Is this definitely how pores and skin skin cells work? I confess I was surprised to hear that two-thirds of women wear makeup 7 days per week. Seven days a week? That is because they can’t be bothered to clean it off between Saturdays, right? Which means, if my maths are right, that even if there’s a full crossover between your non-hygiene-acknowledgers and the non-makeup-wearers, that still leaves 10% of women who are both crawling with filth and caked in makeup.
But my problem with the 5:2 Makeup Diet is strictly exactly like my problem with the thought of wearing makeup seven days a week: regimen. Are our faces the new mangles? Our lip area the new jam? Our eyebrows the new surfaces? This metaphor out of hand? It seems as if the moment a mixture of white goods and feminism created a little bit of convenience and flexibility in our schedules, a flood of cosmetic hogwash poured directly into clog them up again. A week Seven days, a week five days, why impose any type or kind of timetable on what should be, if anything, the expression of sporadic whim?
- Using clean hands, take about a teaspoon of the engine oil and lightly massage that person with it
- 17 times in the past from Chicago, IL
- Life is short so try to smile when you still have all of your teeth left
- It consists of 1% salicylic acid and 1% mandelic acidity
- Baby Dove Sensitive Moisture
I have little against the theory of makeup or physical self-embellishment; I’m grateful to be in a global world where my presentability is not reliant on God’s mercy alone. Seeking to look slightly cleaner and prettier than one would without effort in any respect is connected, for me anyway, with self-esteem, and self-esteem is an aid to all kinds of professional, social, and domestic well-being.
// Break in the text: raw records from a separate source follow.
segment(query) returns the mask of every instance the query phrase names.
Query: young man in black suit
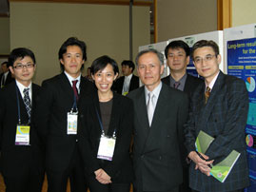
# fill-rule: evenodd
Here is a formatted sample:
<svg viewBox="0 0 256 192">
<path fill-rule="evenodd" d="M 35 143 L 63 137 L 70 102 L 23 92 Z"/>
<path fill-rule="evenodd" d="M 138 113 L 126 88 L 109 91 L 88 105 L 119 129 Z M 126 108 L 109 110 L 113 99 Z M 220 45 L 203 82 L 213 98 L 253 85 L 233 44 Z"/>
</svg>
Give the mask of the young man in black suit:
<svg viewBox="0 0 256 192">
<path fill-rule="evenodd" d="M 204 81 L 187 73 L 189 54 L 190 48 L 184 41 L 170 42 L 165 49 L 170 74 L 163 78 L 162 81 L 167 86 L 185 91 L 188 96 L 191 96 L 197 86 Z"/>
<path fill-rule="evenodd" d="M 136 192 L 178 192 L 183 182 L 183 125 L 188 98 L 161 82 L 162 53 L 143 50 L 136 65 L 145 86 L 128 95 L 134 106 L 134 188 Z"/>
<path fill-rule="evenodd" d="M 162 79 L 162 82 L 171 87 L 187 93 L 191 97 L 195 88 L 204 83 L 202 79 L 187 73 L 187 66 L 189 64 L 190 48 L 184 41 L 176 40 L 170 42 L 166 49 L 165 55 L 170 74 Z M 189 192 L 188 181 L 188 162 L 183 164 L 183 183 L 180 186 L 180 192 Z"/>
<path fill-rule="evenodd" d="M 83 41 L 70 37 L 59 49 L 63 72 L 42 84 L 36 111 L 37 128 L 46 144 L 46 171 L 49 192 L 65 192 L 68 179 L 71 191 L 87 191 L 78 153 L 77 112 L 79 97 L 92 94 L 93 85 L 81 76 L 87 60 Z"/>
<path fill-rule="evenodd" d="M 122 73 L 124 76 L 119 77 L 116 80 L 113 87 L 117 93 L 127 95 L 129 91 L 140 86 L 140 80 L 139 77 L 132 74 L 135 68 L 135 65 L 132 61 L 124 60 L 121 65 Z"/>
<path fill-rule="evenodd" d="M 245 128 L 248 112 L 248 93 L 243 80 L 219 69 L 221 55 L 213 41 L 194 44 L 192 57 L 197 72 L 205 78 L 190 102 L 185 125 L 186 146 L 192 160 L 189 186 L 194 191 L 243 192 L 249 185 Z M 195 148 L 200 130 L 214 138 L 201 159 Z M 224 182 L 210 176 L 208 164 L 218 163 L 236 150 L 241 155 Z"/>
<path fill-rule="evenodd" d="M 43 152 L 33 116 L 40 86 L 31 83 L 35 57 L 28 48 L 14 48 L 9 64 L 15 81 L 0 90 L 0 151 L 6 191 L 41 192 Z"/>
</svg>

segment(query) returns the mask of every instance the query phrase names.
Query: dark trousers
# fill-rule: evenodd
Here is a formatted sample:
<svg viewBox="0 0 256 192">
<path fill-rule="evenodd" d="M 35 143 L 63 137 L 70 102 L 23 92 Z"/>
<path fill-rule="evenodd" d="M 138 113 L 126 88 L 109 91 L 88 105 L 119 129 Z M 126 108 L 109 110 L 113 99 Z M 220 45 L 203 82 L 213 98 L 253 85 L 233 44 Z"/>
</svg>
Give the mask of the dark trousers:
<svg viewBox="0 0 256 192">
<path fill-rule="evenodd" d="M 136 188 L 134 189 L 134 192 L 148 192 L 148 191 L 143 191 L 143 190 L 137 190 Z M 149 192 L 149 191 L 148 191 Z M 171 190 L 168 191 L 150 191 L 150 192 L 179 192 L 179 186 L 172 188 Z"/>
<path fill-rule="evenodd" d="M 90 192 L 129 192 L 130 183 L 110 183 L 102 184 L 96 179 L 95 175 L 89 177 L 89 188 Z"/>
<path fill-rule="evenodd" d="M 189 166 L 187 164 L 183 167 L 183 183 L 180 185 L 179 192 L 191 192 L 189 187 Z"/>
<path fill-rule="evenodd" d="M 199 192 L 196 190 L 192 190 L 192 192 Z M 226 192 L 244 192 L 244 189 L 234 190 L 234 191 L 226 191 Z"/>
<path fill-rule="evenodd" d="M 43 172 L 34 172 L 28 168 L 24 173 L 12 176 L 3 174 L 6 192 L 41 192 L 44 182 Z"/>
<path fill-rule="evenodd" d="M 61 171 L 47 169 L 49 192 L 66 192 L 69 178 L 72 192 L 87 191 L 87 179 L 85 177 L 84 167 L 82 165 L 82 160 L 78 153 L 77 146 L 71 160 L 72 161 L 69 167 L 65 167 Z"/>
</svg>

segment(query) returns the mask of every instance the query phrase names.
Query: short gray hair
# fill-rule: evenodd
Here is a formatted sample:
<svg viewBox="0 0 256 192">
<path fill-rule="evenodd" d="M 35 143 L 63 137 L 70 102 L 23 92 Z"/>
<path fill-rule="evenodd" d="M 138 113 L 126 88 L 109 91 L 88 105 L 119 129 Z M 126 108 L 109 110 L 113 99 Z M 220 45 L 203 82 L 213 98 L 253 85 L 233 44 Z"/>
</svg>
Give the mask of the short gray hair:
<svg viewBox="0 0 256 192">
<path fill-rule="evenodd" d="M 135 59 L 136 66 L 138 66 L 138 61 L 139 61 L 140 57 L 143 54 L 148 53 L 148 52 L 155 53 L 160 61 L 161 66 L 164 65 L 164 55 L 156 49 L 148 48 L 148 49 L 142 50 L 137 54 L 136 59 Z"/>
</svg>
Besides, it can be fun. Our culture, eager as ever on binary divides, loves to categorize women either as grooming-obsessed birdbrains or intellectual frumps. Either there’s no room in your little scalp for anything but seaweed wraps and £500 handbags, or you can read, and write but you’ve worn the same beige tights for per month. This false section creates an inspired situation where women cannot but feel guilty and embarrassed – either for caring too much or not caring enough – thereby we get our come-uppance for the technology of the washing machine.
So: liberate, my sisters who are wearing makeup seven days a week! You shouldn’t do anything 7 days per week except eat, excrete, and be sure you are grateful when you haven’t got something in your eye. But wearing makeup five days a week, then not having for two, is not breaking free. That’s a different but equally monotonous routine just. And you can trust me definitely, because I’m not a doctor.